Existing CPT codes describe open treatment of aortic
aneurysms and identify different locations for the repair. These codes
are specific and selection is based on how far the aneurysm extends
proximally and distally. For example the most common aortic aneurysm
repair, 35081, Direct repair of aneurysm, false aneurysm, or excision (partial or total) and graft insertion, with or without patch graft; for aneurysm, false aneurysm, and associated occlusive disease, abdominal aorta, is used for an aneurysm that starts below the renal artery origins and ends above the aortic bifurcation.

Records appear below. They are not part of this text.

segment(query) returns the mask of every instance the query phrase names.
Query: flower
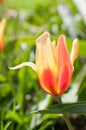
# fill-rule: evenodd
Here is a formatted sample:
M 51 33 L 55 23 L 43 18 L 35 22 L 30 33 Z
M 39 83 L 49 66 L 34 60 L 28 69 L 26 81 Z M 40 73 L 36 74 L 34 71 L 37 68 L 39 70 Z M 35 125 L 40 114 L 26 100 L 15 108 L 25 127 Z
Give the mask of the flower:
M 3 36 L 3 33 L 4 33 L 5 25 L 6 25 L 6 20 L 2 19 L 1 22 L 0 22 L 0 51 L 2 51 L 3 47 L 4 47 L 4 36 Z
M 41 88 L 48 94 L 61 95 L 70 84 L 73 75 L 73 63 L 78 56 L 79 42 L 73 41 L 71 54 L 69 55 L 65 36 L 61 35 L 56 45 L 50 40 L 48 32 L 44 32 L 36 40 L 36 64 L 25 62 L 10 69 L 18 69 L 30 66 L 38 74 Z

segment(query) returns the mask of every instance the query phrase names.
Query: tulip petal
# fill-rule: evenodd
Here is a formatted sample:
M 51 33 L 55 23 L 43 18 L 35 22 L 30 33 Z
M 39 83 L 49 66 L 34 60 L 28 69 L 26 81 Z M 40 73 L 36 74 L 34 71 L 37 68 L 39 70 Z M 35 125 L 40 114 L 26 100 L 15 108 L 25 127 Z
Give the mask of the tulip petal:
M 72 78 L 72 65 L 69 52 L 65 43 L 65 36 L 61 35 L 57 45 L 57 61 L 58 61 L 58 89 L 59 93 L 64 93 Z
M 57 83 L 58 77 L 55 77 L 50 69 L 45 69 L 42 75 L 39 77 L 39 83 L 42 89 L 52 95 L 57 95 Z
M 57 93 L 58 67 L 54 57 L 55 43 L 51 43 L 48 32 L 36 40 L 36 65 L 40 85 L 49 94 Z M 55 48 L 55 51 L 54 51 Z
M 73 65 L 74 61 L 76 60 L 76 58 L 78 57 L 78 52 L 79 52 L 79 41 L 78 41 L 78 39 L 75 39 L 73 41 L 73 46 L 72 46 L 72 50 L 71 50 L 71 54 L 70 54 L 70 60 L 71 60 L 72 65 Z
M 16 70 L 16 69 L 22 68 L 24 66 L 29 66 L 29 67 L 31 67 L 36 72 L 36 65 L 34 63 L 32 63 L 32 62 L 24 62 L 24 63 L 19 64 L 17 66 L 9 67 L 9 69 Z

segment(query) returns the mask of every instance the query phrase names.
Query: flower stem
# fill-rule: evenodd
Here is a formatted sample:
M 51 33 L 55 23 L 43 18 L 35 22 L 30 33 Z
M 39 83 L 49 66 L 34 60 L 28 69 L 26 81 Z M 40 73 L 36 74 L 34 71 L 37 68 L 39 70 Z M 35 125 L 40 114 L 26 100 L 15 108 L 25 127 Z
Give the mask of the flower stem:
M 61 97 L 58 97 L 58 103 L 62 104 Z M 73 130 L 73 127 L 72 127 L 71 122 L 70 122 L 70 120 L 68 118 L 68 115 L 67 114 L 63 114 L 63 118 L 64 118 L 64 120 L 65 120 L 65 122 L 67 124 L 68 129 L 69 130 Z

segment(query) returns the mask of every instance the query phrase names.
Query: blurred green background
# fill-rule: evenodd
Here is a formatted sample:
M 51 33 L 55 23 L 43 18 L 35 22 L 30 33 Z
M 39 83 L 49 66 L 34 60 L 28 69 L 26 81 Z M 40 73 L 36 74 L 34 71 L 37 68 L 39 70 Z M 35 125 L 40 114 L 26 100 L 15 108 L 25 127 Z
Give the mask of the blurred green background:
M 84 0 L 4 0 L 0 20 L 7 20 L 5 47 L 0 52 L 0 130 L 56 130 L 61 115 L 34 115 L 31 110 L 46 108 L 56 99 L 44 93 L 37 74 L 29 67 L 9 70 L 25 61 L 35 62 L 35 40 L 45 30 L 51 39 L 66 35 L 80 41 L 79 57 L 63 102 L 86 100 L 86 2 Z

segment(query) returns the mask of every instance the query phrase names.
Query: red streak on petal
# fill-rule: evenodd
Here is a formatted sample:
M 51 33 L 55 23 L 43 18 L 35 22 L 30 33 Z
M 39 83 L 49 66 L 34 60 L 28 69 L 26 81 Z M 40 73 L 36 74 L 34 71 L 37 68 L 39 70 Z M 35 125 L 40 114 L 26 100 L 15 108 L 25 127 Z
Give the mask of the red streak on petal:
M 58 52 L 57 60 L 58 60 L 58 71 L 59 71 L 58 89 L 59 89 L 59 94 L 62 94 L 67 90 L 72 78 L 72 65 L 70 62 L 70 56 L 65 43 L 64 35 L 61 35 L 59 38 L 57 52 Z
M 52 95 L 57 95 L 57 82 L 58 78 L 55 77 L 53 73 L 50 71 L 50 69 L 44 70 L 41 77 L 39 77 L 39 82 L 42 87 L 42 89 Z

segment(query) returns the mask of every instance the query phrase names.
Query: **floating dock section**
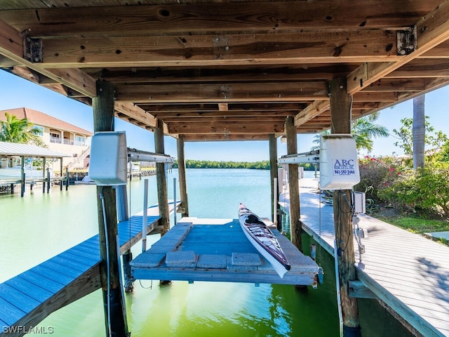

Code 35091, Direct repair of aneurysm, false aneurysm, or excision (partial or total) and graft insertion, with or without patch graft; for aneurysm, false aneurysm, and associated occlusive disease, abdominal aorta involving visceral vessels (mesenteric, celiac, renal),
is used to report a more complex aortic aneurysm that extends further
upwards and involves the very large upper abdominal aortic branches.